La Vierge Marie accueille la parole que le Seigneur lui adresse par l’ange, et sitôt qu’elle a achevé son
dialogue avec l’Archange Gabriel, elle se met en route — et c’est ce que nous lisons aujourd’hui — vers la
maison de sa cousine Élisabeth. Et dans cette page d’évangile si brève que nous recevons juste avant
Noël, ce que nous entendons, au fond, c’est comme une prophétie d’Élisabeth sur la Vierge Marie. Elle
loue le Seigneur et elle reconnaît la bénédiction dont Marie est revêtue : « Tu es bénie entre toutes les
femmes et le fruit de tes entrailles est béni. » Mais surtout il y a cette béatitude dont je pense qu’elle est
en propre la béatitude de la Vierge Marie : « Heureuse celle qui a cru à l’accomplissement des paroles
qui lui furent dites de la part du Seigneur. »

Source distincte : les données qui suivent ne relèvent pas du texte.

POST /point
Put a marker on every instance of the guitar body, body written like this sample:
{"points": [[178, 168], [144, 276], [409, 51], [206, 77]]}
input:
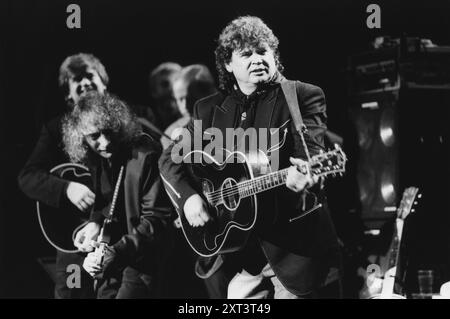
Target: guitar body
{"points": [[59, 225], [232, 215]]}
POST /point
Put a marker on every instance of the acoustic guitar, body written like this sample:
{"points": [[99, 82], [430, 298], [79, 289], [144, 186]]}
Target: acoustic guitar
{"points": [[59, 225], [391, 275]]}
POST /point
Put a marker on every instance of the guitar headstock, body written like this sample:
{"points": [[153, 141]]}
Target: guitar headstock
{"points": [[329, 163], [408, 202]]}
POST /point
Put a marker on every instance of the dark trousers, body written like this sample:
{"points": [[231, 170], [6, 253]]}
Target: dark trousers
{"points": [[62, 289]]}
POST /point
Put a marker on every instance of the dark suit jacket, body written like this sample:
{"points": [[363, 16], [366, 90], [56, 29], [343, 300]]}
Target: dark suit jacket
{"points": [[148, 240], [34, 179], [295, 250]]}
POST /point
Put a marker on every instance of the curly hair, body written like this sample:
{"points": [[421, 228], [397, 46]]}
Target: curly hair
{"points": [[103, 112], [78, 63], [243, 32]]}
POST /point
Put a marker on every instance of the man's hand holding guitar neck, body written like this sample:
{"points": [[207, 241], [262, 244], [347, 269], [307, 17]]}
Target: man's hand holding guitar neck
{"points": [[297, 181], [80, 195]]}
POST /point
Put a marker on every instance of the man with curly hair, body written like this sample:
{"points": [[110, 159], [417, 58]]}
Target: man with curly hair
{"points": [[281, 259], [78, 74], [103, 134]]}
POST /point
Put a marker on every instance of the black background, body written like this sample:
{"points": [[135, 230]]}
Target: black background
{"points": [[131, 38]]}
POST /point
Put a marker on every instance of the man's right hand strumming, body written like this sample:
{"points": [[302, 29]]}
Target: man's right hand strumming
{"points": [[80, 195], [195, 211]]}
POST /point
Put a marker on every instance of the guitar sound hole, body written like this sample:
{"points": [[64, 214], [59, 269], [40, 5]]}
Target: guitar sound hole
{"points": [[230, 194]]}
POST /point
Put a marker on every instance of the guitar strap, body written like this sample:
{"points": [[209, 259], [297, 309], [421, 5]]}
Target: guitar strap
{"points": [[290, 93]]}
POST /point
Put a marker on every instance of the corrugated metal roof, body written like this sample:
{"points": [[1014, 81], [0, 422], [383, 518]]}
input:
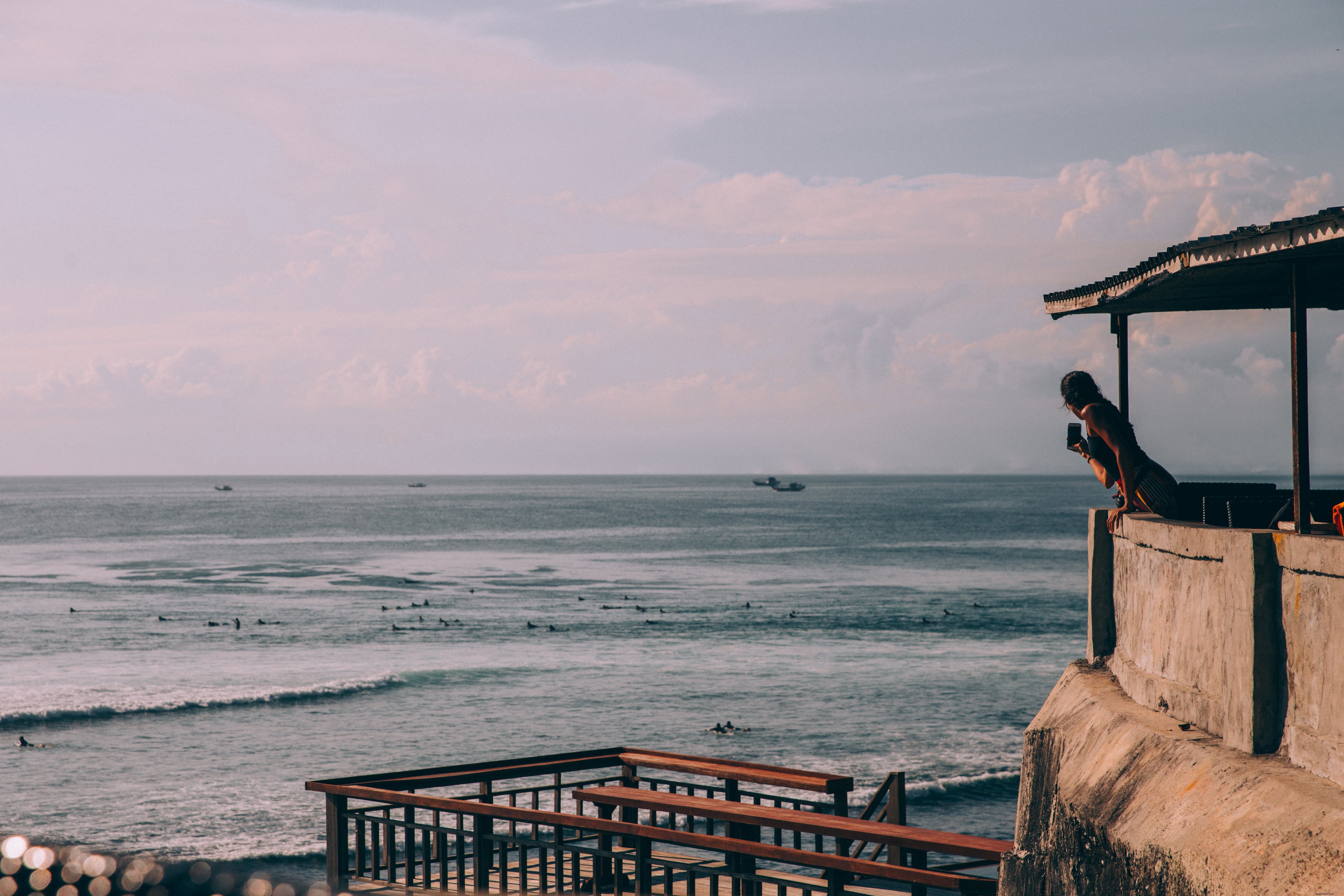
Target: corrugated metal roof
{"points": [[1241, 269]]}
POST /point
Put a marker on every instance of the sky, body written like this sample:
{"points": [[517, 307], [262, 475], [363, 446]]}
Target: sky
{"points": [[793, 237]]}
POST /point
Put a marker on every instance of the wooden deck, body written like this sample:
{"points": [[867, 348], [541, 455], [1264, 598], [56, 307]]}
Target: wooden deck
{"points": [[789, 883]]}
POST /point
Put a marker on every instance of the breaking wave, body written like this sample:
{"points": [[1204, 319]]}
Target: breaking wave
{"points": [[991, 785], [140, 703]]}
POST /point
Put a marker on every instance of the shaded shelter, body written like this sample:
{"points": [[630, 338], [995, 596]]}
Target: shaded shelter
{"points": [[1293, 264]]}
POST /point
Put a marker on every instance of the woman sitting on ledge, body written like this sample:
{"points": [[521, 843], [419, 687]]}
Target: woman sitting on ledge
{"points": [[1113, 452]]}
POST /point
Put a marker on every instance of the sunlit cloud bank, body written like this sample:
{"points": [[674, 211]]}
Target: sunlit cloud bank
{"points": [[247, 238]]}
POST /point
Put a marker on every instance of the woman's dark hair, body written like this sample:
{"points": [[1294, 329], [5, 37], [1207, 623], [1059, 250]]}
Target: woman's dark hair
{"points": [[1080, 390]]}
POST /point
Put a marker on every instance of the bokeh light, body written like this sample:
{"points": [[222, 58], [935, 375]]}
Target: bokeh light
{"points": [[100, 866]]}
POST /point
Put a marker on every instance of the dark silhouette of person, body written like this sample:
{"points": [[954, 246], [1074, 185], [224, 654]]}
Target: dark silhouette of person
{"points": [[1113, 453]]}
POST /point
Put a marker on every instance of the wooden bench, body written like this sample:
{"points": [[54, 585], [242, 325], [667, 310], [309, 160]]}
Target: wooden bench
{"points": [[746, 820]]}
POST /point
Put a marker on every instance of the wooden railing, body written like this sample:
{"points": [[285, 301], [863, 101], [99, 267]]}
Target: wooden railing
{"points": [[379, 831]]}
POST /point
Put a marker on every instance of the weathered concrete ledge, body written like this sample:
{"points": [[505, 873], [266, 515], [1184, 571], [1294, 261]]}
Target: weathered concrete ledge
{"points": [[1117, 798], [1232, 631]]}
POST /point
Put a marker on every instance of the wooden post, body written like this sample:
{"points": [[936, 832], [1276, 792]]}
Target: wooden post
{"points": [[644, 867], [409, 816], [630, 815], [603, 866], [482, 848], [1302, 441], [1120, 327], [338, 845], [842, 809], [896, 815]]}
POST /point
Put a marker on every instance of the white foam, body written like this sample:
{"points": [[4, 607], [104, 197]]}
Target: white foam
{"points": [[100, 704]]}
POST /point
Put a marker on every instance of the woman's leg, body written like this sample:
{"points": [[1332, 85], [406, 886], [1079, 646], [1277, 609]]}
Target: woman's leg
{"points": [[1156, 491]]}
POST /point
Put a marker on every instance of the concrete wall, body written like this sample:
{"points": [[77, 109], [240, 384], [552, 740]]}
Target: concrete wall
{"points": [[1312, 589], [1228, 629], [1117, 798]]}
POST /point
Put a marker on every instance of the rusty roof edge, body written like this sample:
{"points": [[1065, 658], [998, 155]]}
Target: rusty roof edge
{"points": [[1244, 242]]}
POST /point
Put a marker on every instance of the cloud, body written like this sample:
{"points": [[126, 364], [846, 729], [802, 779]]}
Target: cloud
{"points": [[190, 374], [328, 221], [369, 383]]}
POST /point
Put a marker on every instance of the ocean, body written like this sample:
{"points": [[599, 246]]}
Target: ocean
{"points": [[862, 627]]}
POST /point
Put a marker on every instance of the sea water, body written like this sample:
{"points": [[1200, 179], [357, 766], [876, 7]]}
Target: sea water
{"points": [[862, 627]]}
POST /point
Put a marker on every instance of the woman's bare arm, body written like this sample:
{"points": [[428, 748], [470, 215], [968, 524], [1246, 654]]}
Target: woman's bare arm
{"points": [[1107, 424]]}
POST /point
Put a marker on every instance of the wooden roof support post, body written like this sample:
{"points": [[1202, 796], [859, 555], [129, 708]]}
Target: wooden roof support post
{"points": [[1120, 327], [1302, 443]]}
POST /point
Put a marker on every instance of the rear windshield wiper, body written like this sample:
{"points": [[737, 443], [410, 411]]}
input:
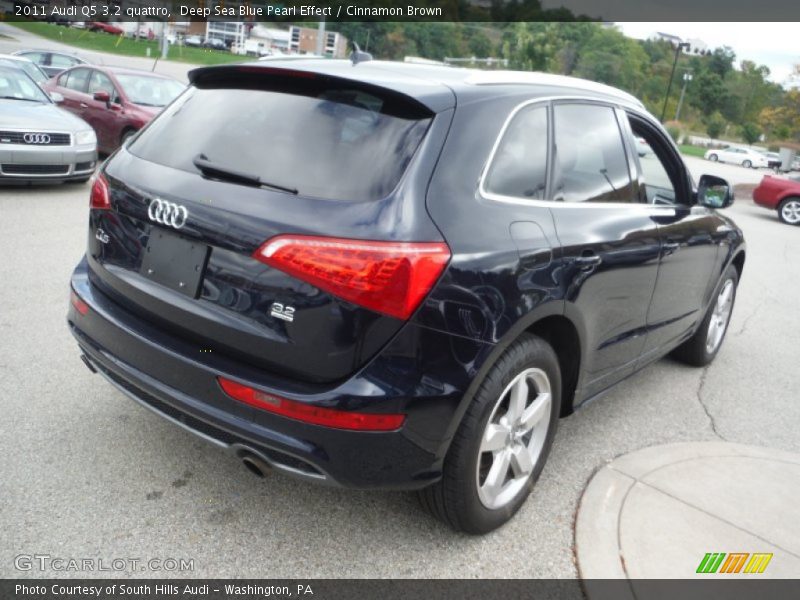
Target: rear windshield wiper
{"points": [[23, 99], [225, 174]]}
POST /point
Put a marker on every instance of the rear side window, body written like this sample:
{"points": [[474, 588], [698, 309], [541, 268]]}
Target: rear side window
{"points": [[519, 166], [324, 140], [590, 159]]}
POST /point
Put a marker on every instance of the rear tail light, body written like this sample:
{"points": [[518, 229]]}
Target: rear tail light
{"points": [[79, 304], [99, 196], [388, 277], [327, 417]]}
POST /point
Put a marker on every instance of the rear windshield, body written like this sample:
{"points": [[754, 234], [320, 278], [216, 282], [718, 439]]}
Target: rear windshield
{"points": [[324, 141]]}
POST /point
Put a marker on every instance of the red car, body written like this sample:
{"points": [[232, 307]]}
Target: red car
{"points": [[781, 194], [107, 27], [116, 102]]}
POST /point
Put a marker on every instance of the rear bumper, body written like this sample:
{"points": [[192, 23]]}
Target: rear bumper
{"points": [[422, 373], [763, 199]]}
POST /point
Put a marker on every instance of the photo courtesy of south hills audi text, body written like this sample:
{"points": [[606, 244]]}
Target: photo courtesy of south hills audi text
{"points": [[160, 590]]}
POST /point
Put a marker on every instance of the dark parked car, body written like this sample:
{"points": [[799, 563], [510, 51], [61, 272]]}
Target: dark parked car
{"points": [[781, 194], [51, 63], [394, 276], [195, 41], [116, 102], [102, 26]]}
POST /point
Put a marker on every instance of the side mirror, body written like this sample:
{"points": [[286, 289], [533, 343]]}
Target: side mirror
{"points": [[103, 97], [714, 192]]}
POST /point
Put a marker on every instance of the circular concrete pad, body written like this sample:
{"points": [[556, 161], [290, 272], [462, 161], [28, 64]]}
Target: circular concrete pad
{"points": [[656, 512]]}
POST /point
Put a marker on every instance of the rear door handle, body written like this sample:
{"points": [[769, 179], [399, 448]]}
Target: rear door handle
{"points": [[587, 261], [669, 247]]}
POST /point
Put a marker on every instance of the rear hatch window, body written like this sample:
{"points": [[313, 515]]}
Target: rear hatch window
{"points": [[319, 136]]}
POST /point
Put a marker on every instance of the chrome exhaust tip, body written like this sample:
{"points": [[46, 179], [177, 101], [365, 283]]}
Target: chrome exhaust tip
{"points": [[256, 465]]}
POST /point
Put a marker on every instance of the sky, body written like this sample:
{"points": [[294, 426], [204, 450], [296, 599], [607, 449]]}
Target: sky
{"points": [[772, 44]]}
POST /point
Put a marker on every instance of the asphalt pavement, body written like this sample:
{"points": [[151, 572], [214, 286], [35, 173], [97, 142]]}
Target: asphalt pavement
{"points": [[87, 473]]}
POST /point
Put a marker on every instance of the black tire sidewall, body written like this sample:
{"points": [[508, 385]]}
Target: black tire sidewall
{"points": [[526, 353], [730, 274], [780, 209]]}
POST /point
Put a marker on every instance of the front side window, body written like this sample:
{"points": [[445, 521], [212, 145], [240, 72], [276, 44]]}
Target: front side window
{"points": [[519, 166], [590, 163], [78, 80], [99, 82], [659, 173], [62, 62]]}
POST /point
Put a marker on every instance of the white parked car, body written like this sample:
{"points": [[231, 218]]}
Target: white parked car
{"points": [[642, 147], [746, 157]]}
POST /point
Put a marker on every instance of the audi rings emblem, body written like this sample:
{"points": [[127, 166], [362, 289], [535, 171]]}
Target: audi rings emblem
{"points": [[36, 138], [167, 213]]}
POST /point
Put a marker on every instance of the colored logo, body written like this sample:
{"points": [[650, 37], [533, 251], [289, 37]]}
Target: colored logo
{"points": [[734, 562]]}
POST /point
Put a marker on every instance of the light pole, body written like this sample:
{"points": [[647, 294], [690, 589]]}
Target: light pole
{"points": [[687, 77], [680, 46]]}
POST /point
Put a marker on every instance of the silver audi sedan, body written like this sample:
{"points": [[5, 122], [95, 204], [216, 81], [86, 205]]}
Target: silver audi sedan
{"points": [[40, 142]]}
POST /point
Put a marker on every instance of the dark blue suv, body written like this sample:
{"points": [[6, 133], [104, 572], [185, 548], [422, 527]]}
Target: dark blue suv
{"points": [[398, 276]]}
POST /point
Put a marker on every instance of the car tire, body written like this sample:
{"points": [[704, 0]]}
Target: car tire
{"points": [[789, 210], [700, 349], [491, 444]]}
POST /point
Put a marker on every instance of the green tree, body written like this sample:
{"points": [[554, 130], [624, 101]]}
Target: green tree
{"points": [[721, 61], [750, 132], [714, 125], [610, 57]]}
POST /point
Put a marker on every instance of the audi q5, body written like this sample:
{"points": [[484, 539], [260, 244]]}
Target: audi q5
{"points": [[398, 276]]}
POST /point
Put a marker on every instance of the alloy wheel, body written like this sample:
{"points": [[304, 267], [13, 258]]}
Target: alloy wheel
{"points": [[790, 211], [720, 317], [513, 438]]}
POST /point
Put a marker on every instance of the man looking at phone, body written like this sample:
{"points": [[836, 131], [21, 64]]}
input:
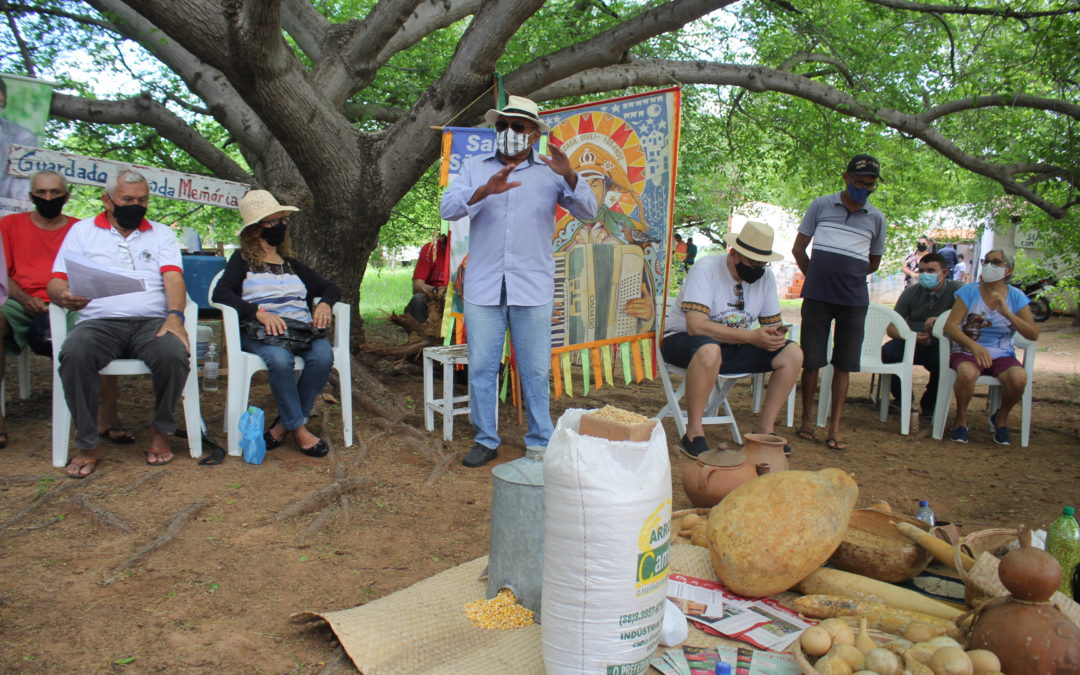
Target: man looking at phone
{"points": [[710, 329]]}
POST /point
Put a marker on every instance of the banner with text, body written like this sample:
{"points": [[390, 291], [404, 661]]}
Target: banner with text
{"points": [[78, 169]]}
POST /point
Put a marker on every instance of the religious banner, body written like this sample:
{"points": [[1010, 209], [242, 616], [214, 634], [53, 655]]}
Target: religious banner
{"points": [[24, 110], [164, 183], [608, 270]]}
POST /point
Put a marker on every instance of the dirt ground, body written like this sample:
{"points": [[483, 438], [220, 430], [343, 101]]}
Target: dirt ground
{"points": [[218, 596]]}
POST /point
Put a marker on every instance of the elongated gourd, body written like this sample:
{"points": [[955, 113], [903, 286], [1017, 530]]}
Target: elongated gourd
{"points": [[941, 550], [827, 581], [827, 606]]}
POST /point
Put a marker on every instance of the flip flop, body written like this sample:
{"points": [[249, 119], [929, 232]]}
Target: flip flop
{"points": [[125, 437], [807, 435], [80, 475], [150, 451]]}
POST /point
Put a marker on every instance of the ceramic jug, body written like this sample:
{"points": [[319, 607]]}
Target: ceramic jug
{"points": [[766, 447], [709, 478]]}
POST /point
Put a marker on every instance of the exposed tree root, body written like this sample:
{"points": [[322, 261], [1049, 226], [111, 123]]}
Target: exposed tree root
{"points": [[318, 499], [171, 530], [104, 516], [46, 498]]}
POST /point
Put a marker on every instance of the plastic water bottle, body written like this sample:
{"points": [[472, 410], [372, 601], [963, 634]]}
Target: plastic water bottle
{"points": [[211, 368], [925, 513], [1063, 542]]}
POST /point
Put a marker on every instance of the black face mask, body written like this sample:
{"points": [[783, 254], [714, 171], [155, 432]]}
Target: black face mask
{"points": [[49, 207], [273, 235], [129, 217], [747, 273]]}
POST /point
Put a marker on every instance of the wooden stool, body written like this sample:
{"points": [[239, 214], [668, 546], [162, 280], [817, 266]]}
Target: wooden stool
{"points": [[449, 356]]}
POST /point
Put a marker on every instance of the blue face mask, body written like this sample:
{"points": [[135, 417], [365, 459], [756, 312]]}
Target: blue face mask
{"points": [[859, 196]]}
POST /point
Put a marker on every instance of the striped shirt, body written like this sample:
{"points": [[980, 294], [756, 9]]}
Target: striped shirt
{"points": [[842, 243]]}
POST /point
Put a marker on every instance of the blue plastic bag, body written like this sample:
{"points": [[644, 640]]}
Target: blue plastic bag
{"points": [[251, 435]]}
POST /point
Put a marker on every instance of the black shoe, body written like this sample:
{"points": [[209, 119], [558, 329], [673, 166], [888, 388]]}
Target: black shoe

La béatitude propre de la Vierge Marie, c’est sa foi sans réserve, sans faux plis, c’est la foi qu’elle a mise
dans le Dieu d’Abraham, de ses pères, ce Dieu qui n’abandonne pas son peuple, ce Dieu qui est toujours
là. Marie a accueilli la parole de l’ange avec la plus claire des disponibilités qui se puissent imaginer et,
entendant la parole de l’ange, elle y a souscrit. De sorte que dans l’instant-même où elle accueillait la
parole de l’ange — dans l’instant-même où elle accueillait la parole de l’ange — elle était la Mère du
Sauveur. J’ai souvent eu l’occasion de citer cette belle citation de saint Augustin qui dit de la Mère de
Dieu, qu’elle a conçu d’abord dans son âme avant que de concevoir dans sa chair.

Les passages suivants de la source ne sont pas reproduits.